The company also needs to distinguish between integration and coercion. Good integration makes the user feel powerful because the pieces work together. Bad integration makes the user feel cornered because every path leads back to the vendor’s preferred service. Microsoft has too often confused the two.
For sysadmins and IT pros, this consumer malaise matters more than it may appear. Employee expectations are shaped at home. If users associate Microsoft apps with nagging, bloat, or unreliable sync in their personal lives, that sentiment follows them into workplace rollouts. The boundary between consumer annoyance and enterprise resistance is thinner than procurement departments like to think.
Windows itself still has enormous strengths. Hardware choice, backward compatibility, gaming reach, business manageability, and developer flexibility remain formidable. But the default app layer is the emotional surface of the platform. It is where users decide whether Windows feels cared for.
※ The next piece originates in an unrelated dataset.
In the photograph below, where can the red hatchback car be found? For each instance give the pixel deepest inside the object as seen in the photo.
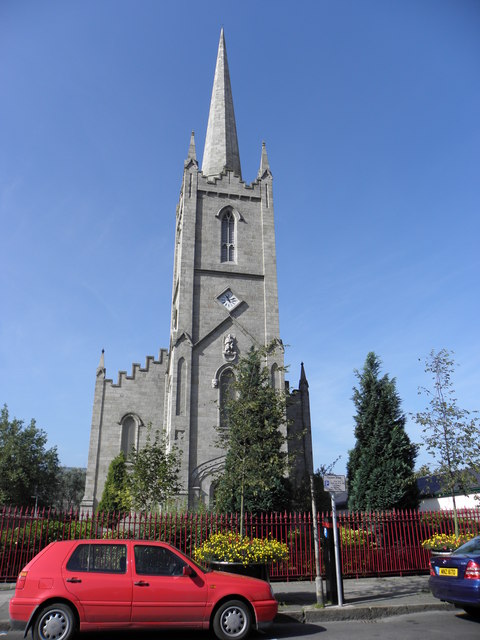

The Ten-App Warning Microsoft Should Not Dismiss
The important lesson from this list is not that every user should switch to Google, Mozilla, Valve, or Anthropic. The lesson is that Microsoft is losing voluntary usage in categories it should be able to contest. That is more serious than losing a benchmark because it means users are making small daily votes against the ecosystem.- Edge needs less promotional ambition and more browser humility.
- Word remains powerful, but Microsoft must accept that collaboration speed now beats feature depth for many personal workflows.
- Teams cannot inherit Skype’s consumer role simply because Microsoft says it does.
- Outlook, To Do, OneNote, and OneDrive Photos show that sync and integration only matter when they match the way people actually live.
- Phone Link is a potentially defining Windows feature that will remain niche until reliability becomes its identity.
- Copilot and Xbox reveal the same trust problem from different angles: users resist when Microsoft turns assistance and entertainment into systems they feel they cannot control.
Microsoft’s path back is not mysterious, but it is humbling. Build calmer apps. Make sync boring. Respect defaults. Stop shipping consumer products that feel like enterprise portals with friendlier icons. Give users clear controls before asking for deeper trust. If Microsoft does that, Windows can still become more than the place where everyone installs someone else’s better idea; if it does not, “winning back fans” will remain a line from an earnings call rather than a feeling on the taskbar.